Transplantation model
Details of the transplantation procedure and of the ventilator settings are given in the companion article.^15a In summary, the dogs (12 donors, 12 recipients, both sexes, 27-33 kg, weight-matched, all receiving humane care in accordance with the Guide for the Care and Use of Laboratory Animals [National Academies Press, Washington, DC, 1996]) were randomly assigned to either the control group (6 donors, 6 recipients) or the surfactant treatment group (6 donors, 6 recipients). Donors underwent left lateral thoracotomy. In the surfactant group, 50 mg/kg body weight (BW) Alveofact was instilled bronchoscopically in 10 divided doses stepwise into each segment of the left lung.
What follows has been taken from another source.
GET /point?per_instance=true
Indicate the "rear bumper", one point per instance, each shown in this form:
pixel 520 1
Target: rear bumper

No transbronchial fluid application was performed in the control group. Lungs were then perfused with 60 mL/kg of 4°C cold, modified Euro-Collins solution (including 100 µg/L prostaglandin E₂ [PGE₂]). The lungs were inflated to a pressure of 20 cm H₂O, the trachea was stapled, and the heart-lung block was stored at 4°C for 24 hours. Recipients also underwent left lateral thoracotomy. The left lung was clamped, excised and lavaged ex situ ("baseline"). The donor left lung was implanted subsequently. The preserved and stored but nontransplanted right donor lung was lavaged ex situ to assess storage-induced changes ("postischemia"). The transplanted left lung and the native right lung of the recipient were then ventilated separately but synchronized in a master and slave modus in a volume-controlled, pressure-limited fashion. Upon ventilation of the donor lung, reperfusion was started and time was set to zero. In the surfactant group, a second dose (200 mg/kg BW) of Alveofact was administered bronchoscopically into both lungs at divided doses, directly upon onset of reperfusion and positioning of the animals in the prone position. No application of fluids was performed in the control group.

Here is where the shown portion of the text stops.